La ville mythique consolide son offre artistique

Le 22-05-2017 à 10:30:10

L’histoire culturelle de Tanger s’est construite grâce à un grand nombre d’artistes talentueux qui y sont venus et qui en ont fait rayonner le prestige. La séduction de la ville du détroit continue à opérer aussi grâce à des volontés locales.
A travers le regard et les impressions d’un couple ravi, venu d’ailleurs, nous allons découvrir la portée culturelle et artistique d’un festival devenu rituel, celui de la « Rencontre des amateurs de la musique andalouse » organisée par l'Association « Nassaïm el Andalous », dans sa 8ème édition sous le thème de « Tanger métropole ».

«Tanja el koubra» (Tanger métropole) s’affirme avec succès au nord du royaume, avec ses grands travaux et son énergique développement. Mais la ville mythique consolide aussi son offre artistique en tous genres.

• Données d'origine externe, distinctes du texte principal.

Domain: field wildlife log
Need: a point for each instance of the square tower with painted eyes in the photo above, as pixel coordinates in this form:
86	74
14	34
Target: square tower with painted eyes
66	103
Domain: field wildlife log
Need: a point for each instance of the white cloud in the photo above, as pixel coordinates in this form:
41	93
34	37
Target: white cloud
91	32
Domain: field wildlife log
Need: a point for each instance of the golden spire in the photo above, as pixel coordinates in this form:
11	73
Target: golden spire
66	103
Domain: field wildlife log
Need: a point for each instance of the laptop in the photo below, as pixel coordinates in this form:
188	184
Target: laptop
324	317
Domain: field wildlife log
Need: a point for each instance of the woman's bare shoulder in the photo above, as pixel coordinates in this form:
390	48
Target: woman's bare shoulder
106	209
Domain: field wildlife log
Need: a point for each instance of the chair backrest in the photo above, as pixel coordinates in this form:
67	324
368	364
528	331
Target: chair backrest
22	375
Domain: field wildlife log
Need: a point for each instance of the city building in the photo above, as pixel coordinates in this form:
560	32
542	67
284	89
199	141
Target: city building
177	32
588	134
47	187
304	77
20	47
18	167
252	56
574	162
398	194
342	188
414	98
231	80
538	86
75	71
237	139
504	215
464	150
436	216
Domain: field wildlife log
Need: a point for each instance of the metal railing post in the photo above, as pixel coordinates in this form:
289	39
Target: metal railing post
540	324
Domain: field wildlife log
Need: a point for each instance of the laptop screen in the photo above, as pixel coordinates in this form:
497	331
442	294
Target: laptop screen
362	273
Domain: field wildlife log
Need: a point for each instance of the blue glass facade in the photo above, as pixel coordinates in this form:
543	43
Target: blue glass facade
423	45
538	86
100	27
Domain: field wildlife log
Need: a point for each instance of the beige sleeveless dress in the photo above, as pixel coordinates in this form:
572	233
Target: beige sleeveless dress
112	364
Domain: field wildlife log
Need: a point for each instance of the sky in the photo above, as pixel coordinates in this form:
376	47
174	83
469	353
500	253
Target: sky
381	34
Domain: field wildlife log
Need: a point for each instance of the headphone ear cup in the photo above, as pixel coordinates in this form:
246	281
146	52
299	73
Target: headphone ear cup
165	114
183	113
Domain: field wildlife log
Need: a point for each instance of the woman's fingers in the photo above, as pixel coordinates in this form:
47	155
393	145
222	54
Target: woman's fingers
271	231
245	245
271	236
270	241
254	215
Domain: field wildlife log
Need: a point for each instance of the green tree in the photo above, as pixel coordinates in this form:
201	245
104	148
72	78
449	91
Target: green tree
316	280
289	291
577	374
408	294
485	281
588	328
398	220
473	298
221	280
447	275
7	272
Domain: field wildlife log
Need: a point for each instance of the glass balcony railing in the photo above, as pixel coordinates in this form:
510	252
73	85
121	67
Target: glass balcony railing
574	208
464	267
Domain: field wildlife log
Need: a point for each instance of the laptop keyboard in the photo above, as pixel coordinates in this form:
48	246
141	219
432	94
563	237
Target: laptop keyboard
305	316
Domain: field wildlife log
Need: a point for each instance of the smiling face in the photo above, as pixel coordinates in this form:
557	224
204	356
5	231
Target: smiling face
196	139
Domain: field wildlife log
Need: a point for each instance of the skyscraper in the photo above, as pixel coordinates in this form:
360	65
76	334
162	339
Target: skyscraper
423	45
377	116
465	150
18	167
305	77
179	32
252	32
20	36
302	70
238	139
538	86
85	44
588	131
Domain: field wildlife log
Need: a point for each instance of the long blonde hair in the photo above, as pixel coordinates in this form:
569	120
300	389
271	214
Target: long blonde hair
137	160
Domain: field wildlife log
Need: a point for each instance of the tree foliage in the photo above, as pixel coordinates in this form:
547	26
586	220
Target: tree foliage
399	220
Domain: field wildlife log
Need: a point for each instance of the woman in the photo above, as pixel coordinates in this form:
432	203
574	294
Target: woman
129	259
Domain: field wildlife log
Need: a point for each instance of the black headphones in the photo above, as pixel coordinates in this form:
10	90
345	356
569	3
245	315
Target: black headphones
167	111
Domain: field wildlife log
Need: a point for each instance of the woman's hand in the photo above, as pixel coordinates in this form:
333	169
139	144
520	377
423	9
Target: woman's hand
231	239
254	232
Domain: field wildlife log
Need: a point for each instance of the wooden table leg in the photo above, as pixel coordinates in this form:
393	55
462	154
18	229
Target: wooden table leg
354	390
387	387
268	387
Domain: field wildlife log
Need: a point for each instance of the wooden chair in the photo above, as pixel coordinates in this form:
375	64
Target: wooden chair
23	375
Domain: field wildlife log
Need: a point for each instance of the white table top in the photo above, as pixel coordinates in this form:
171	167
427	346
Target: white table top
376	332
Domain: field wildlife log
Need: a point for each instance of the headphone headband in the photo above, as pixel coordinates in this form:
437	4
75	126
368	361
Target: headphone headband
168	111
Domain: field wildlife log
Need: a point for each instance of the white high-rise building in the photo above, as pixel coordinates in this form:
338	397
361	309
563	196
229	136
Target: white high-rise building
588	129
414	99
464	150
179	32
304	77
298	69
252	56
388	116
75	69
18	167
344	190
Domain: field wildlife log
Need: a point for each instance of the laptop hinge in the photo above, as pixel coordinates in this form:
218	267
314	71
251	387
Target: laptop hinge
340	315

Le complexe culturel « Ahmed Boukmakh » en est une expression devenue rapidement incontournable.

À la fois lieu d’exposition d’œuvres théâtrales, littéraires, cinématographiques et d’art plastique, ce centre dispose aussi de salles de réunion et de conférence offrant 800 places.


Ainsi, du 27 au 30 avril dernier, nous avons eu droit, mon épouse et moi-même, parmi une multitude de mélomanes avertis, à un festival de musique flamboyant et inhabituel pour nous, celui de la 8ème édition de la Rencontre des amateurs de musique andalouse organisée par l'Association Nassaïm el Andalous ayant programmé divers genres musicaux dont le « Gharnati » d'Oujda avec son style typiquement tlemcéni dans sa trame haouzi, avec la légèreté de chansons de Saoud el Wahrani, Reinette, Line Monty et d'autres.
Dans cet orchestre d'Oujda, la belle chanteuse brune Bayane Belayachi nous a régalés de sa voix et sa maîtrise des chants typiques du genre.

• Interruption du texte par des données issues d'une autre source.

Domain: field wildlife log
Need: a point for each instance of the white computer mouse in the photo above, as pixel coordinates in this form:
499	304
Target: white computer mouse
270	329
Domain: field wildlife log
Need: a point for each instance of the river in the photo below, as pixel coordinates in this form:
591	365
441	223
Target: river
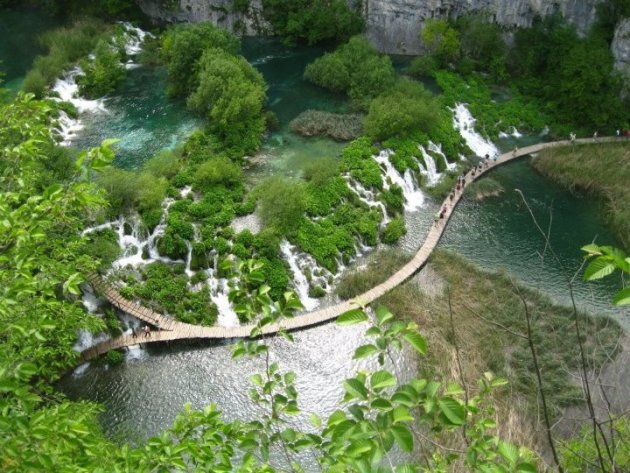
143	395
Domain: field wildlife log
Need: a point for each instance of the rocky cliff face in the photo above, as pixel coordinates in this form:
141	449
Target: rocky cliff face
621	50
393	26
219	12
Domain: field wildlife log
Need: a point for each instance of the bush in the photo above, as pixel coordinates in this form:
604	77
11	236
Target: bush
355	68
282	203
182	47
164	164
102	74
394	230
65	46
357	160
313	20
402	111
217	171
230	94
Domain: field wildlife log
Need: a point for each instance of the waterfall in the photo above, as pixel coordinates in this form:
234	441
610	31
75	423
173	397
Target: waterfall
512	131
66	88
219	290
433	176
465	124
414	198
299	279
368	197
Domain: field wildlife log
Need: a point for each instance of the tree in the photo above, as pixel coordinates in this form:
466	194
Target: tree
231	94
441	40
355	68
402	111
183	46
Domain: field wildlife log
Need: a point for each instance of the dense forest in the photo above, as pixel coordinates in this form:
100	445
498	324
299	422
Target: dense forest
443	418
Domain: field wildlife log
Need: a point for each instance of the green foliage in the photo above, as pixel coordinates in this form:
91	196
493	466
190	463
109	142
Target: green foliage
588	168
182	48
441	39
394	230
579	453
572	77
405	109
217	171
491	116
313	20
165	289
65	46
101	74
357	160
276	210
164	164
355	68
604	261
231	94
482	45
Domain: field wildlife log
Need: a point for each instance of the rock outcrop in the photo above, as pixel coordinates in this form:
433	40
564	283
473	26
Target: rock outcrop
219	12
393	26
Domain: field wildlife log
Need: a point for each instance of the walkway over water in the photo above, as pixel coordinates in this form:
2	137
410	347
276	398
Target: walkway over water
170	329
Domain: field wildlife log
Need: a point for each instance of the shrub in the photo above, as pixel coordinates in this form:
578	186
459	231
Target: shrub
230	94
313	20
355	68
357	160
394	230
402	111
101	74
164	164
217	171
182	47
282	203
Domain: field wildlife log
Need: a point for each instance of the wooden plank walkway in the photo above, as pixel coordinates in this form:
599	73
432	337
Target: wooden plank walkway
170	329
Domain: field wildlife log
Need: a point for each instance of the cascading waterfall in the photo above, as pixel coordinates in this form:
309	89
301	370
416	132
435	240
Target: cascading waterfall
66	88
464	122
429	169
414	198
512	131
368	197
297	261
219	294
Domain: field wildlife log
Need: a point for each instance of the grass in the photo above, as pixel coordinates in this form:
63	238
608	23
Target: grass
487	312
601	170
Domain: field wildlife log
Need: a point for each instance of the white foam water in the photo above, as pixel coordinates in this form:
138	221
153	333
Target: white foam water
414	198
464	122
512	131
66	88
368	197
296	263
219	290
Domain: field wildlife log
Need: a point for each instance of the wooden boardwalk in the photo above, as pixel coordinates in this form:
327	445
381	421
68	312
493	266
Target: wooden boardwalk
170	329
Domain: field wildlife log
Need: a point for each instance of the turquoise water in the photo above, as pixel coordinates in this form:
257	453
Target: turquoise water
19	30
143	396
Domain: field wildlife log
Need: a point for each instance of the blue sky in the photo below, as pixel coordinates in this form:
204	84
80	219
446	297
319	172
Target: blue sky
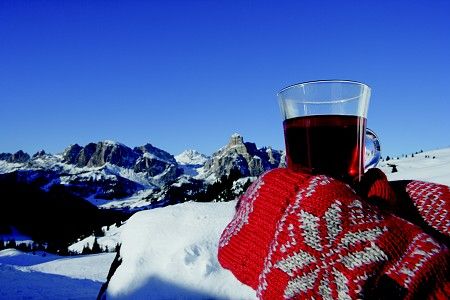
188	74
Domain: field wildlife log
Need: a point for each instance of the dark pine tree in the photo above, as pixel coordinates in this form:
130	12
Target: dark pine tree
96	247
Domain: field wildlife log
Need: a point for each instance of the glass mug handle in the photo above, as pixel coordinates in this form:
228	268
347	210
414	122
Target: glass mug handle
372	150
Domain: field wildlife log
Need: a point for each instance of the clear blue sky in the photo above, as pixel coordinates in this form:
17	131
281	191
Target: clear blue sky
188	74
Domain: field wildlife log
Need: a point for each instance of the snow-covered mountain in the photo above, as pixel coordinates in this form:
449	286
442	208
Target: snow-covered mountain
242	156
168	252
171	252
191	157
108	171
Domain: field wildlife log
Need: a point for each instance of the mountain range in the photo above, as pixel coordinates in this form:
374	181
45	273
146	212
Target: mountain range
107	181
109	170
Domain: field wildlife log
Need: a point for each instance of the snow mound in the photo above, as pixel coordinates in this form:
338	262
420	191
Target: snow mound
171	253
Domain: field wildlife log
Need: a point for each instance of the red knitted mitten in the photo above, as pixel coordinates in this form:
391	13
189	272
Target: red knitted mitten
312	236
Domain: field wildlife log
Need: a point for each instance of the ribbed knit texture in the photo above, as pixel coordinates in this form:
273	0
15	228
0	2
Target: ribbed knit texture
301	236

Pour l'ensemble du festival, il faut savoir que si les Marocains sont des amateurs de musique, ils ne le sont pas en matière d'organisation événementielle.

En effet, tous les soirs, à l'entrée de la salle de concert, une fanfare bon enfant anime l'accès très sécurisé. Dans le vaste hall, des serveurs en gants blancs s'animent pour servir des boissons et des délices sucrés et salés. Une façon délicate de faire patienter les convives.

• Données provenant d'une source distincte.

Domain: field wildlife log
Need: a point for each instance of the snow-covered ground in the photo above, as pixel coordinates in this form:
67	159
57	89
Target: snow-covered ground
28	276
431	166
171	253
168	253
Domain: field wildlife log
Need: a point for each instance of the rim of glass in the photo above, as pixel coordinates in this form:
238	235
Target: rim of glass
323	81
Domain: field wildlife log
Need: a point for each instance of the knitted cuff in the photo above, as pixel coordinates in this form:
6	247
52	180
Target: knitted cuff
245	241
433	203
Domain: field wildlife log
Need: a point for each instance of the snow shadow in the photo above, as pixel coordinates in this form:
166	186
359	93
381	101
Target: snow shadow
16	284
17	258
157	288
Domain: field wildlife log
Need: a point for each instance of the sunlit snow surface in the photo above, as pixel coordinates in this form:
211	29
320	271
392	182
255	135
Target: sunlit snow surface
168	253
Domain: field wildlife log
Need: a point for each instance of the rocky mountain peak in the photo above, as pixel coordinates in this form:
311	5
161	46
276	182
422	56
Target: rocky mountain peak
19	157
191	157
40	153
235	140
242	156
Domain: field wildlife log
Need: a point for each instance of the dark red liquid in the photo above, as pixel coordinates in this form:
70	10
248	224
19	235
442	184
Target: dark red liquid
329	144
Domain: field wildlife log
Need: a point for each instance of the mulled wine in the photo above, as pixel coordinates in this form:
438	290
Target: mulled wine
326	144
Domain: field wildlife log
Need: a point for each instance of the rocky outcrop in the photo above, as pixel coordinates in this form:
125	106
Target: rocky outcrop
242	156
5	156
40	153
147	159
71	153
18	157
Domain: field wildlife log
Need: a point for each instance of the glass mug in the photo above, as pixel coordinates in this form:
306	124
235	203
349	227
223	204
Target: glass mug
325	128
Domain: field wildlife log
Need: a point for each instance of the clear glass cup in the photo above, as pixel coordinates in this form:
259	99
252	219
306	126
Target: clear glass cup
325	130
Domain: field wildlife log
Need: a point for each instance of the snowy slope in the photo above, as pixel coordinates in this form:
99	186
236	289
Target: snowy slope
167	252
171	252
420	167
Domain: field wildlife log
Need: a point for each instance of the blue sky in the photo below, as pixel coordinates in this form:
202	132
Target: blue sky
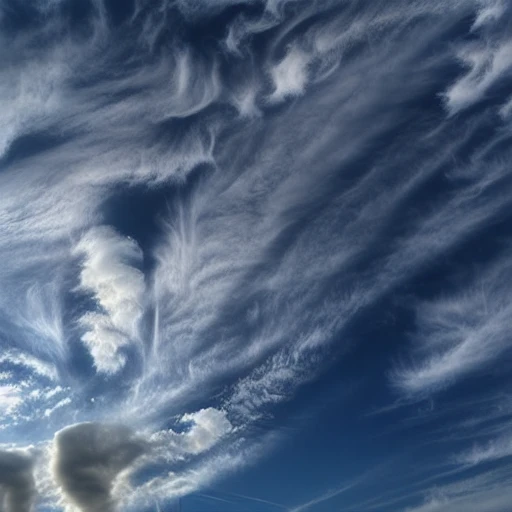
256	255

Le troisième soir du festival, la star attendue, Hadj Mohammed Ba Jeddoub qui n’est plus à présenter, a eu droit à tous les honneurs.

Ensuite, ce fut le tour d'une chorale exceptionnelle animée par des femmes aux kaftans chamarrés et éblouissants, offrant un tableau féérique sur scène. Sortilège ou sorcellerie, les spectateurs se sentaient emportés par le chant et fascinés par les couleurs de la scène subtilement éclairée.
Le clou du festival a généralement lieu lors du dernier concert organisé sur les hauteurs de Tanger, en pleine forêt face au détroit de Gibraltar et au littoral espagnol.

Mais, à cause des caprices de la météo, le spectacle a eu lieu, cette fois, dans l'enceinte de l'université américaine à Tanger.

Cette manifestation matinale appelée « N'zaha » en référence à l'atmosphère printanière, était agrémentée par les meilleurs passages du Melhoun, un peu comme si nous disions jazzy, d'un chant typiquement algérois "El h'mam elli waleftou mcha âliya".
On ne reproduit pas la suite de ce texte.